# Draught excluder for new hardwood sashes



## RichD1 (9 Mar 2021)

Thinking ahead when I get the stiles ready for morticing, what would be the best solution for draught excluding?

I've got a sample pack from Reddish seals of their brush type excluder but I'm wondering whether this is the best solution as the clearances need to be quite tight and consistent around the sash. Also the frames would be painted so would the brush gradually wear the paint off.

I'm familiar with the EPDM self adhesive strip type from Stormguard which has 3 small blades along them to aid compression and sealing which you stick to the frame recess on which the sash would close against. Having used cheap foam excluder which eventually sticks to the opening sash and pulls off whether these would last.

Is there any other alternatives worth considering.

Richard


----------



## Ollie78 (9 Mar 2021)

Do not use the stormguard foam stuff.
Either the brush pile with weather fins on the schlegel seals are both fine.

Advantage of the brush pile is that its 3 different pile lengths allow for adjustment of fit if required. Disadvantage is it gets grubby.
The schlegel stuff is good but no adjustment really, I prefer the straight one rather than the flip one.
For either it is best to use the 8mm self adhesive carrier and the 2 part slim parting bead. They also do staff bead with carrier built in.

Ollie


----------



## RichD1 (10 Mar 2021)

Thanks Ollie,

The Stormguard wasn’t the foam type but the EDPM soft rubber. I’ve just used some on my daughters windows so before I make a final decision I’ll see how well that has faired over the winter.

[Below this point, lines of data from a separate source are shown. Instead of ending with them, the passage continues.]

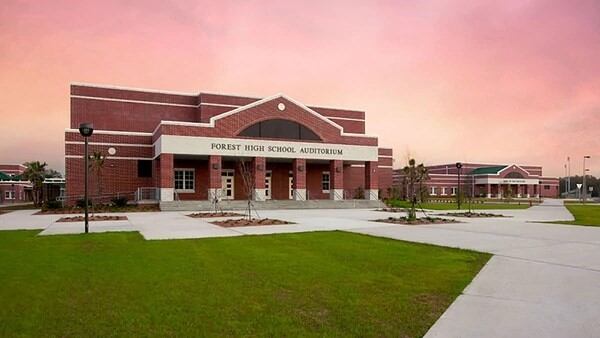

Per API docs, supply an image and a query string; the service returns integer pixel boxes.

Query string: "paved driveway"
[0,200,600,337]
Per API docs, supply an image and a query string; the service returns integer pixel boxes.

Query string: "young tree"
[23,161,48,206]
[88,151,106,201]
[238,159,255,220]
[402,158,429,220]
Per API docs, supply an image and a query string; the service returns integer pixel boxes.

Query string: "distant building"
[393,163,559,198]
[0,164,31,204]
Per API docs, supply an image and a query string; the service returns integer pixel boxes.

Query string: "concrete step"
[160,200,384,211]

The Reddish brush type I was going to use the routed in T section, but I’ll take a look at the Schlegel stuff. Think Reddish stocks it.

Richard


----------



## Doug71 (10 Mar 2021)

Is it casement/hinged sashes you are doing not sliding sash?

I used Aquamac 21 as a wiping seal in the edge of some casement sashes I refurbished, I thought it might cause problems for opening them but it was fine. 

I experimented with brush pile on the first one buy found the AQ21 worked much better.

Quick lunchtime sketch, can't remember if I actually put the draught strip a bit closer to the outside or not


----------



## RichD1 (10 Mar 2021)

Sounds interesting, what sort of tolerances can the Aquamac cope with?

Richard


----------



## Doug71 (10 Mar 2021)

Here it is on Wealden website recommending a 3-5.5mm gap.

Wealden shows the way it is normally used in the frame, I reversed it and fitted it in the sash instead.





__





Door Seal Aquamac21







www.wealdentool.com


----------



## RichD1 (10 Mar 2021)

I like the sound of the Aquamac but the trouble is it requires a 2.8mm slot which costs £45. If they only made it 3mm. 

Richard


----------